Pijlman, directeur en medeoprichter van Novar: ‘Dat was niet onterecht. De kosten stegen sterker dan de opbrengsten. Met de toenmalige vergoeding in de SDE++ kwamen de marges sterk onder druk te staan. Gelukkig onderschreven het Planbureau voor de Leefomgeving (PBL) en de Rijksdienst voor Ondernemend Nederland (RVO) dat ook. Het basisbedrag werd aangepast naar 6,77 eurocent per kilowattuur.’
Daarmee is de missie geslaagd?
‘Wij waren daar heel blij mee, het was noodzakelijk om de zakelijke zonne-energiemarkt op gang te houden en dat moet om onze energietransitie waar te maken. Ik denk echter ook dat we breder moeten kijken. Er zijn nog steeds veel uitdagingen in de sector. Dat heeft onder meer te maken met inconsistent beleid.’
Je hebt het over zon op land?
‘De Europese en nationale doelstellingen voor zonne-energie zijn groot; de uitrol van zonnepanelen moet worden versneld. Het PBL becijferde dit jaar dat er in 2050 3 tot 5 keer meer elektriciteit opgewekt dient te worden om in Nederland volledig klimaatneutraal te zijn. Zonne-energie, zowel op dak als op land, speelt hier een belangrijke rol in.

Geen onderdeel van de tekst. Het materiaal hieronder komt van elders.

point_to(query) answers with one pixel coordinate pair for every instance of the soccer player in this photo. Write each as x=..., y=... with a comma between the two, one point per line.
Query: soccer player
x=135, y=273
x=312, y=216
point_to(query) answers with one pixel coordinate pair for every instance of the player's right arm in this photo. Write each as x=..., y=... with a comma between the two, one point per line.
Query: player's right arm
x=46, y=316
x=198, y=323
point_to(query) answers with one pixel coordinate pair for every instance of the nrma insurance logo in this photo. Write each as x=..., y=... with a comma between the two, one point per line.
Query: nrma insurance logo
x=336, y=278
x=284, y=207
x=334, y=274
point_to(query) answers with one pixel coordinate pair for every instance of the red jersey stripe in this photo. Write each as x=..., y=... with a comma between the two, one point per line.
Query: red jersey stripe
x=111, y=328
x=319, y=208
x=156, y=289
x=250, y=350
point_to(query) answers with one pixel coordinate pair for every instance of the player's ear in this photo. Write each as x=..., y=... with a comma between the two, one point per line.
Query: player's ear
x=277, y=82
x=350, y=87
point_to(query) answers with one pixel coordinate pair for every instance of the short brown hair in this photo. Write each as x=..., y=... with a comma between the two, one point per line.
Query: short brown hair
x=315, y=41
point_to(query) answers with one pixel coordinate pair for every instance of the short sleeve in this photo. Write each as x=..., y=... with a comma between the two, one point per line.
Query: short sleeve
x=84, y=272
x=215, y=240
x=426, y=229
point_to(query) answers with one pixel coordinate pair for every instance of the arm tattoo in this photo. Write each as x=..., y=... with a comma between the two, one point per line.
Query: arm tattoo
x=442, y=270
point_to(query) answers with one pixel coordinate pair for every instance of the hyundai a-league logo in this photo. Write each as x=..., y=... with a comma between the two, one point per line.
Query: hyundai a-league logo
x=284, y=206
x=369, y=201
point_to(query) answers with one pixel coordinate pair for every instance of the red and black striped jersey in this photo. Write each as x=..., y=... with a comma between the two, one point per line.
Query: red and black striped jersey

Vorig jaar oktober verstuurde demissionair minister Hugo de Jonge de kamerbrief ‘Aangescherpte voorkeursvolgorde zon’ naar de Tweede Kamer. Hierin werden aanvullende eisen gepresenteerd voor de ontwikkeling van zonneparken. De implementatie van dit beleid werd op provinciaal niveau belegd. Onze provincies vullen dat op eigen wijze in, hierdoor is het beleid aan het versnipperen. Dat is niet goed voor het behalen van onze klimaatdoelen en ook niet voor onze sector.’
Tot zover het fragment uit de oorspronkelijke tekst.